Fighting Planarians and Hydra with Panacur® anthelmintic
I detected several planarians and Hydrae in my 240 litre shrimp tank. Unfortunately there is no non-medicinal way of getting them out permanently. Hence, I decided to treat the system with Panacur®, an effective anthelmintic normally used to fight gastrointestinal parasites in cattle, sheep or seals. I’m trying to find the right dose that effectively eliminates the grown up specimens as well as the planarians’ eggs.
The tank is inhabited by four different species of freshwater snails and one species of shrimp.
- Planorbarius corneus, the great ramshorn (only two)
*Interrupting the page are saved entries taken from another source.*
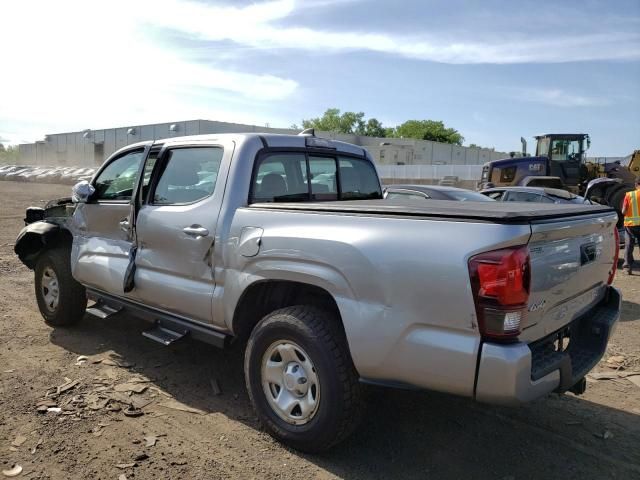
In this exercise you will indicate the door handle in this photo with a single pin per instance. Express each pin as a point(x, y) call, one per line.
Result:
point(196, 231)
point(124, 224)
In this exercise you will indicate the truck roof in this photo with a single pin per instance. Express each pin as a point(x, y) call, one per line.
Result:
point(494, 212)
point(267, 139)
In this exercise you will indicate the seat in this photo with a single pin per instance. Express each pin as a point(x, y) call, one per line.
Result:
point(272, 186)
point(172, 187)
point(349, 180)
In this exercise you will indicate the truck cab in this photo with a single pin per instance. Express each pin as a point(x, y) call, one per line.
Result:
point(559, 157)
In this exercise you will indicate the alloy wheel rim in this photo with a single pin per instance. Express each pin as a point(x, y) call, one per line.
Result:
point(290, 382)
point(50, 289)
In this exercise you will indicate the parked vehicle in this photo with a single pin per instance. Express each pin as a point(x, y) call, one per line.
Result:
point(533, 194)
point(228, 238)
point(549, 195)
point(435, 192)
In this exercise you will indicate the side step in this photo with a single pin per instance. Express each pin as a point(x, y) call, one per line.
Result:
point(102, 310)
point(164, 335)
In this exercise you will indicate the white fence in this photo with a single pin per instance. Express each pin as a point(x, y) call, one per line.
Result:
point(433, 172)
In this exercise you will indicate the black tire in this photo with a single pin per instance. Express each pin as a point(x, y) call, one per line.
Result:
point(340, 404)
point(72, 298)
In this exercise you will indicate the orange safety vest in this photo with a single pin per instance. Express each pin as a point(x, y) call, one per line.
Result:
point(632, 217)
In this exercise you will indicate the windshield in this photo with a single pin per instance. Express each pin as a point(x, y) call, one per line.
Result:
point(469, 196)
point(563, 150)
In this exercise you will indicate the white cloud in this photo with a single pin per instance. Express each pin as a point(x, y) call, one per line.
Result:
point(253, 26)
point(557, 97)
point(75, 64)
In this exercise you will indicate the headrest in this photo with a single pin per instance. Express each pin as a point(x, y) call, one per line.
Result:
point(272, 185)
point(185, 175)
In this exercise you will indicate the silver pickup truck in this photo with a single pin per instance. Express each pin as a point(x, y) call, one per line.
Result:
point(284, 242)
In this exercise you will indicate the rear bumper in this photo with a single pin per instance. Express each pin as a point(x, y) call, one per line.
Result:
point(518, 373)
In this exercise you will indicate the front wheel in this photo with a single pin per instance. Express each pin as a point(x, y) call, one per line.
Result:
point(301, 379)
point(61, 300)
- Physidae, bladder snails
- Melanoides tuberculata, the red-rimmed melania
- Neocaridina heteropoda var. red, the fire red cherry shrimp
All species are very sensitive to the active ingredient, so medication should be kept to a minimum to not harm them.
Additionally the Panacur® pill is very difficultly soluble in water and creates a suspension, which is hard to remove later on because a lot of the drug sinks to the ground.
Deducting soil, stone, wood and plants the water volume amounts to around 200 litres. A lot of people go with around 62,5mg Panacur® per 100 litres for fighting planaria (reportedly Hydra can be killed with even half of that). I dosed the amount of 50mg per 100l – one fifth of a standard 250mg tablet – because I was afraid of the impact on the Melanoides tuberculata population.
After one week I made a 50% water change and added activated carbon to the filter. Two weeks later another 50% and removal of the carbon.
Effects on pest & inhabitants
After two days of treatment all Hydra are unsurprisingly dead. After one week I could not find any more planarians.
One of the two Planorbarius corneus was staying most of the first week in its shell. After making the first 50% water change and adding the carbon to the filter it went back to normal behaviour. The other one was fine all the time. Another week later the first snail died. I don’t know if that was related to the medication, but it seems very probable.
After three weeks, the Melanoides population seems to have declined a little bit. Other snails don’t seem to have troubles. The shrimps were not affected in any way. One female released babies during the medication and three others are carrying eggs.
I will perform some tests in the future to determine if the planarians are really gone and report on any long-term effects.
Update: Two years later and I can confirm a planarian-free aquarium.